Explanation: For the first sample case, there are four contiguous substrings of b of length |a|: "00", "01", "11", and "11". The distance between "01" and "00" is |0 - 0| + |1 - 0| = 1. The distance between "01" and "01" is |0 - 0| + |1 - 1| = 0. The distance between "01" and "11" is |0 - 1| + |1 - 1| = 1. Last distance counts twice, as there are two occurrences of string "11". The sum of these edit distances is 1 + 0 + 1 + 1 = 3.
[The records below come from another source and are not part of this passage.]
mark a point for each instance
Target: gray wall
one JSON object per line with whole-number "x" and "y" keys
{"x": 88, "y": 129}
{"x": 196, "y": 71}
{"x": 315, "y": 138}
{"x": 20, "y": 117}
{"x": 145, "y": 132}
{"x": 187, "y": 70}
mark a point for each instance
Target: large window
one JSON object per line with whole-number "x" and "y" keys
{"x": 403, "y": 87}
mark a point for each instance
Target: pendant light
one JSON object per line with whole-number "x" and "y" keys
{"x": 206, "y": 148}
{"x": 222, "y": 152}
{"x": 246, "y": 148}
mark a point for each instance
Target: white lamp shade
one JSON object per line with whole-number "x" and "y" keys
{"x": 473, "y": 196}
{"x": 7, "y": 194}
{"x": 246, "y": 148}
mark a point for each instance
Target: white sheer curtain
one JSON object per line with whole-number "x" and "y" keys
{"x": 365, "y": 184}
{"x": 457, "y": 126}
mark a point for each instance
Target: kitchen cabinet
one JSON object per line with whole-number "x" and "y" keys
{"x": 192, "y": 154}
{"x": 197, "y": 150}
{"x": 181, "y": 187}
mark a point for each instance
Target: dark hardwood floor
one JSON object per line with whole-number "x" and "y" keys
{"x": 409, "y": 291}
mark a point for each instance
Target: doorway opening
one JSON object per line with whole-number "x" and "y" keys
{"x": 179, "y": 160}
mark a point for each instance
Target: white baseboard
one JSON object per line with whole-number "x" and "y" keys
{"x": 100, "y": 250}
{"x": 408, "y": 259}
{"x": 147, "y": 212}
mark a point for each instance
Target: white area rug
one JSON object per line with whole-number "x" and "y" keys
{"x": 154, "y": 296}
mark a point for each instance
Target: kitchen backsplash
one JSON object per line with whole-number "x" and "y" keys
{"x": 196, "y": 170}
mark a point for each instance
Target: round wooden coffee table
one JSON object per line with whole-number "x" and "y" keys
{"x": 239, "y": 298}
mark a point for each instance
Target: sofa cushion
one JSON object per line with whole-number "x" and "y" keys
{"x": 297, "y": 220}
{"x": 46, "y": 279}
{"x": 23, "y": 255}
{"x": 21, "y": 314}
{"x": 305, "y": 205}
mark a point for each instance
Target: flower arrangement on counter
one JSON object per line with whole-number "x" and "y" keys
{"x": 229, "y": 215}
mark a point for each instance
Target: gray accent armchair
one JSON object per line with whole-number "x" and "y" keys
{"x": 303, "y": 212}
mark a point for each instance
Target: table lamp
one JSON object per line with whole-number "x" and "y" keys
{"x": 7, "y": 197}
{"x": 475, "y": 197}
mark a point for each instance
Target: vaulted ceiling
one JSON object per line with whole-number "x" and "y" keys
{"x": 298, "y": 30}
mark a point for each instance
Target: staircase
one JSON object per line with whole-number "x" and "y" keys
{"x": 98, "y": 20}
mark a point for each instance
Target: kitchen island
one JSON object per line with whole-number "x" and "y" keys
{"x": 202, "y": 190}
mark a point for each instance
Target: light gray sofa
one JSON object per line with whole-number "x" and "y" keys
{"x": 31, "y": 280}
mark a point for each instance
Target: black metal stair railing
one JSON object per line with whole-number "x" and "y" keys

In this question, i'm only thinking of a brute force solution with time complexity O(|a|.|b|) like a string matching algorithm... Is there any faster algo to do this problem


Solution

  • As you are computing the sum of Hamming distances, it can be done very fast:

    H := sum of Hamming distances
    compute array A and B such as the following:
        A[i]: the number of zeros up to i-th element of b
        B[i]: the number of ones up to i-th element of b
    
    iterate over elements of a for i <- 0:|a|-1:
        as a[i] should be compared with all elemetns of b[i] .. b[|b|-|a|+i]
        its effect over the value of summing distances is:
            if a[i] == 0:
                H += B[|b|-|a|+i] - B[i-1]
            else: 
                H += A[|b|-|a|-1] - A[i-1]
    

    In the above pesudocode B[|b|-|a|+i] - B[i-1] means number of ones between the i-th element and |b|-|a|+i-th element of b the same for A[|b|-|a|-1] - A[i-1]). These are elements that the i-th member of a should be compared with to compute the sum of Hamming distances. Hence, the times complexity of this algorithm is \Theta(|a| + |b|).